I looked from the soldiers to the corridor behind them. Parting from the shadows, with arms clasped behind his back and chin held high, was the man I’d been avoiding since our last encounter, even though he was the very person I needed in this moment.
He was the person I had needed since returning with Duncan from the Elmdew Court.
Erix. The man I once called my personal guard, my lover. The man who was used as a puppet and killed my father. The man who had proved himself to me, over and over. The man who had vowed that I was his duty, and his pleasure. Erix who’d sworn himself to me, and I’d discarded him the first moment I could.
Perhaps he hated me for how I treated him the last time we saw each other, but if only he knew that I did it to protect him.

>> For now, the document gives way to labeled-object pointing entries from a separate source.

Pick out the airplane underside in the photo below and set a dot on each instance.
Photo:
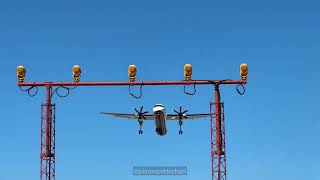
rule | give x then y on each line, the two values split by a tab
160	122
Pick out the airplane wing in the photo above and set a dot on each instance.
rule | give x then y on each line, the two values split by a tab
186	117
129	116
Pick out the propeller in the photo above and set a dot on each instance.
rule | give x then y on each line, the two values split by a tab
181	116
140	113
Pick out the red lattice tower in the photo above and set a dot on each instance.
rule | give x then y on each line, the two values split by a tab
217	134
48	145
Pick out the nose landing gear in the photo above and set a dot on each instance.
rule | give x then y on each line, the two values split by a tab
180	124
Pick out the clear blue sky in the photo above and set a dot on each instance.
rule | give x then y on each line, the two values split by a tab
272	131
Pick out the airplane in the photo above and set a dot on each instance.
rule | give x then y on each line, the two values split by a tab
159	116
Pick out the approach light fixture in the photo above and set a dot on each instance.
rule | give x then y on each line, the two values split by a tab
76	73
188	71
244	71
21	73
132	72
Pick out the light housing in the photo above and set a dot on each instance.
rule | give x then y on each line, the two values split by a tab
244	71
76	73
132	72
188	71
21	73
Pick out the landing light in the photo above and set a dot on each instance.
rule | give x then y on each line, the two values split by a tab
21	73
188	71
132	72
244	71
76	73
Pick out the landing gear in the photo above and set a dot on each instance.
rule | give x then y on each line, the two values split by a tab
180	124
140	124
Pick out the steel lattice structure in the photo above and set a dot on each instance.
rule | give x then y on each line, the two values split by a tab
48	131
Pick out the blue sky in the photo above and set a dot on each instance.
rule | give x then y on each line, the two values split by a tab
272	131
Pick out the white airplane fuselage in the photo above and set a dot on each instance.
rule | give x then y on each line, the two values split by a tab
159	113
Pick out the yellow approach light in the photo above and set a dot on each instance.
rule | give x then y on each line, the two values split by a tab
244	71
21	73
76	73
188	71
132	72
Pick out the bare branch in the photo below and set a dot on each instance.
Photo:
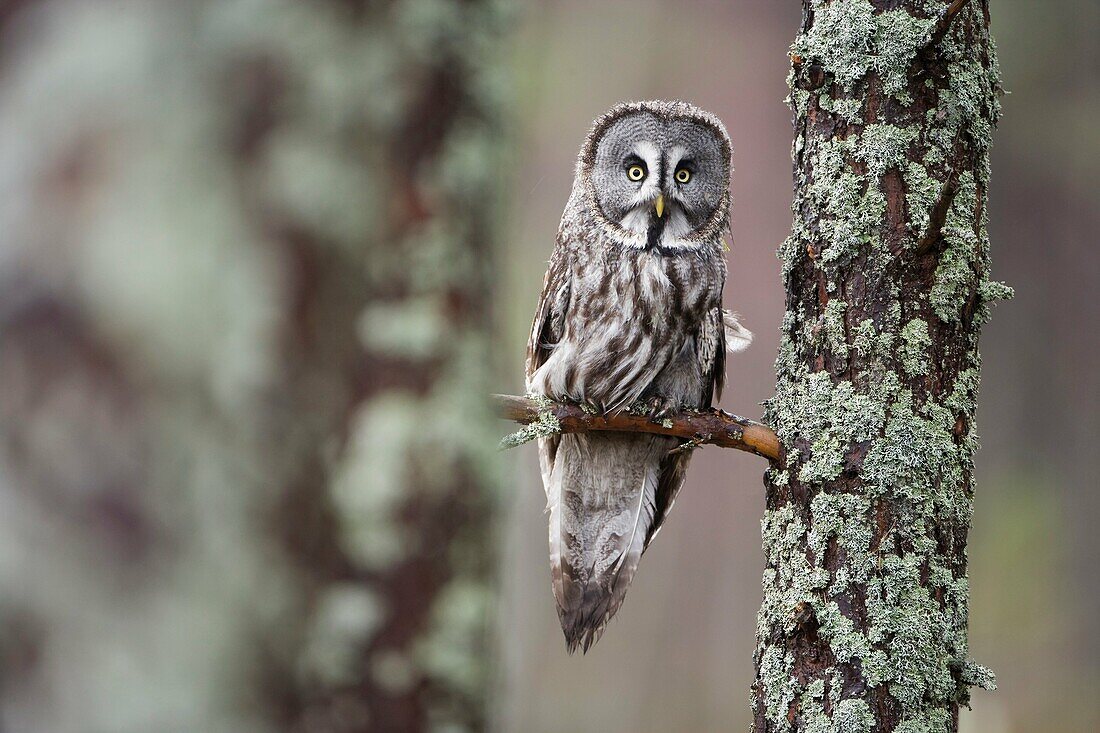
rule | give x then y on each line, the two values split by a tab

I’d doanythingto protect him.
Erix looked more like the fey I had met for the first time in the Hunter’s camp than he had at any time since his unwilling transformation. His skin had reclaimed its sun-kissed hue, no longer a drab grey but sparkling like gold. Bright silver eyes bore into me from where he stood, tall and straight-backed, his entire focus pinned to where I stood. Erix tensed in every manner of the word; his jaw tightened as he drank me in. It was shadowed with a light beard that matched the short-shorn cut of his hair. It was impossible to not admire the structure of his bones, even if I wanted to look away, I couldn’t.
He – like his gryvern beside me – had his wings on display outside of his armoured outfit. Half fey, half monster – and yet from the way he looked at me, I couldn’t help but remember that he was completely and entirely mine if only I accepted it. Whether or not he was beside me these days, he still had my best interests at heart.
He always would.
Eroan reminded me as much, every week, when he told me Erix had asked after me during our two-man council meetings. Erix’s incessant requests for an audience with me, which I declined every week.
I just wasn’t prepared to accept it. Not because I didn’t want to, but because I had to protect him.
“Erix,” I said in greeting, his name awkward in my mouth. “How – how are you?”